第23章 17歳
桔梗のティーカップを見つめているマヤ。そのマヤから目が離せないリヴァイ。
そんな二人の背中に遠慮がちに声がかけられた。
「……兵士長、キャッスルトン茶園の茶葉をお包みしました」
リヴァイが振り向くと、リックがうやうやしく立っている。
「あぁ」
うなずいたリヴァイに対してリックは慇懃に頭を下げながら告げた。
「お席のご用意も整いました。お包みしました茶葉はお帰りのときに…」
「よく… 飲んでいくとわかったな」
「それはもう… 愛らしいお連れ様とご一緒ですので当然そうなさるかと…」
「ハッ、爺さんにはかなわねぇな」
そうつぶやいたリヴァイがマヤを見れば、マヤはまだ魅入られたように桔梗のティーカップに釘づけで、リックが来たことにすら気づいていない様子だ。
リヴァイはリックの耳もとで二言三言(ふたことみこと)ささやく。
「かしこまりました。いつでもよろしいときに、お越しくださいませ」
再びリックは丁寧にお辞儀をしてから、奥の部屋に通じる扉へ消えた。
マヤはまだ桔梗のティーカップに見入っている。
……好きなだけ見ればいい。
リヴァイはマヤが満足するまで待とうと決めた。
それから数分は経っただろうか。
マヤは夢から覚めたような様子で他のティーカップを見始めた。どのカップにも新鮮な喜びを見いだしながら。

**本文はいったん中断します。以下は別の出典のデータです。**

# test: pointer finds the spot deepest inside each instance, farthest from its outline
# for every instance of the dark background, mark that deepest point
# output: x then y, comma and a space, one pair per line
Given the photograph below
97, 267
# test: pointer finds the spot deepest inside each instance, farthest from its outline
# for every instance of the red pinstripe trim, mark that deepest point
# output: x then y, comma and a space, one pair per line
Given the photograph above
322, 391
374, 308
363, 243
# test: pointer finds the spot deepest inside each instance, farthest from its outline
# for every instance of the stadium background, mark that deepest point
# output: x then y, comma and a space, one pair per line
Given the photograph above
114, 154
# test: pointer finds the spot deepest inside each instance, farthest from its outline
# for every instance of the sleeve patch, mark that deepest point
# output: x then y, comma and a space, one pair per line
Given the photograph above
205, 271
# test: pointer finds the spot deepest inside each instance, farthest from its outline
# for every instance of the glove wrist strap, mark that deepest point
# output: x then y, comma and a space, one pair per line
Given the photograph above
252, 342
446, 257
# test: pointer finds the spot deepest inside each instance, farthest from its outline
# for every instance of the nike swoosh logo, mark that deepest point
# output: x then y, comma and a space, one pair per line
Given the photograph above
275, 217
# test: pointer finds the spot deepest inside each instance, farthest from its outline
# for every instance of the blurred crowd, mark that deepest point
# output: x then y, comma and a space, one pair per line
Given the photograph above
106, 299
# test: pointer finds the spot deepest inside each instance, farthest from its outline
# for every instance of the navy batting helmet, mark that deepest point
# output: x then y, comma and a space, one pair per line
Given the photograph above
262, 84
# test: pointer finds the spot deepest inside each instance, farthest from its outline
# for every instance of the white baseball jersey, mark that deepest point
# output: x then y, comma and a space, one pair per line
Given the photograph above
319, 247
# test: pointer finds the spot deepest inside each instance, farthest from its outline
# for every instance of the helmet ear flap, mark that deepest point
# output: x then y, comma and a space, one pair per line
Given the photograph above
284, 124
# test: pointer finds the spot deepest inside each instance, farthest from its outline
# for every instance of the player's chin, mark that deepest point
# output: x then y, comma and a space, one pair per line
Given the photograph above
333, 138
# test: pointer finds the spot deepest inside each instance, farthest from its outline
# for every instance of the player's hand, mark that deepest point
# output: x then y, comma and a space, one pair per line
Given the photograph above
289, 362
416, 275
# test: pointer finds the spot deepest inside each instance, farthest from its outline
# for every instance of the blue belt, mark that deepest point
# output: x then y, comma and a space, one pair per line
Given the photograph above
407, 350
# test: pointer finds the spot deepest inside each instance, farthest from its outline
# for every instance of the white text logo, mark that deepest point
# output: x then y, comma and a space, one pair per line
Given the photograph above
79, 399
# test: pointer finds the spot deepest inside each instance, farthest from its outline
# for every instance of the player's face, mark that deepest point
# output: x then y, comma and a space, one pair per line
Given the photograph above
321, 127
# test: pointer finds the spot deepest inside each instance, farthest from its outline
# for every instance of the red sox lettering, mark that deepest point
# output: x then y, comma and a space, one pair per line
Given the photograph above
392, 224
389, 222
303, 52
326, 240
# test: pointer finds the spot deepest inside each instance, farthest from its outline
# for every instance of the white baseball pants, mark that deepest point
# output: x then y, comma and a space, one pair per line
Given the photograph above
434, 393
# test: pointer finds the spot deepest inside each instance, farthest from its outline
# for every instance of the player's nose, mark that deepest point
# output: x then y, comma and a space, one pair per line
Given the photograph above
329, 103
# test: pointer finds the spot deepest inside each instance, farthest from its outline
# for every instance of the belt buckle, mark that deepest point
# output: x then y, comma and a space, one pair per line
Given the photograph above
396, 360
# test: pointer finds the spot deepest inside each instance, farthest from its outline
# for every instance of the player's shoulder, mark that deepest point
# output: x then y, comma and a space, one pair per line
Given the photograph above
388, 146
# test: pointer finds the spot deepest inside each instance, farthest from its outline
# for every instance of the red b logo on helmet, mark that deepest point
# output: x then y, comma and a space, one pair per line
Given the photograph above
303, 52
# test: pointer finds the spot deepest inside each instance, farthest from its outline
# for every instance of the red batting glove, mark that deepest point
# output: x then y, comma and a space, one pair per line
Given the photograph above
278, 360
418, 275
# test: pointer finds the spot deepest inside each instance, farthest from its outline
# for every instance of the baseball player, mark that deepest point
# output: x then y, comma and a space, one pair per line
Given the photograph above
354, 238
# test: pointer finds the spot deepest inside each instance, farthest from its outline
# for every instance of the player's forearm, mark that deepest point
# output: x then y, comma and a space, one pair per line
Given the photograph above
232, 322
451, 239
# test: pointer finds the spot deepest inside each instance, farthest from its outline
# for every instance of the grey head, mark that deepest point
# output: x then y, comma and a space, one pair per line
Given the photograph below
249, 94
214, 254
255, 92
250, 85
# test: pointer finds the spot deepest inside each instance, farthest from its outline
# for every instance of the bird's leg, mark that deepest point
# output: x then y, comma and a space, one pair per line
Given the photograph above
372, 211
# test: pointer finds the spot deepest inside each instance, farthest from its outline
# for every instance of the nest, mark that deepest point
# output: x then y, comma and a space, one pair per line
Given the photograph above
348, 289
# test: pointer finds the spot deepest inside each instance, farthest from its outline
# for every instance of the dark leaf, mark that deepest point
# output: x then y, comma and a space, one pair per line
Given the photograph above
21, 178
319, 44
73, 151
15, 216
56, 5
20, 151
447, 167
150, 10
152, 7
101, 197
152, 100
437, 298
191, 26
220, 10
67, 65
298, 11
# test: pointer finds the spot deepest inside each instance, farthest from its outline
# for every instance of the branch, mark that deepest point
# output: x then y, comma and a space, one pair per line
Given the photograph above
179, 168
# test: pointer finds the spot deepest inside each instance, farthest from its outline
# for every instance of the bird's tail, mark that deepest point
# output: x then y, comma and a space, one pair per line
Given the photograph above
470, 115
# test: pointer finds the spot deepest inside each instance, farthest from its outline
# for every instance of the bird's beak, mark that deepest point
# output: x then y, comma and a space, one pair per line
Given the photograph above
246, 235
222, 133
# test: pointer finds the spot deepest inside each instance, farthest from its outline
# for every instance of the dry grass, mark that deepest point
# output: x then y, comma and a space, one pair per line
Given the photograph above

カップボードの端までゆっくりと歩み、すべてのティーカップを見終わる。
「……はぁ…」
満足の吐息をつくと、マヤは振り返った。
「こんなに素敵なコレクションをじっくりと見ることができて、最高でした」
「そうか、良かったな」
「はい!」
嬉しそうに笑ったマヤは、次のリヴァイの言葉でさらに幸せな気持ちになった。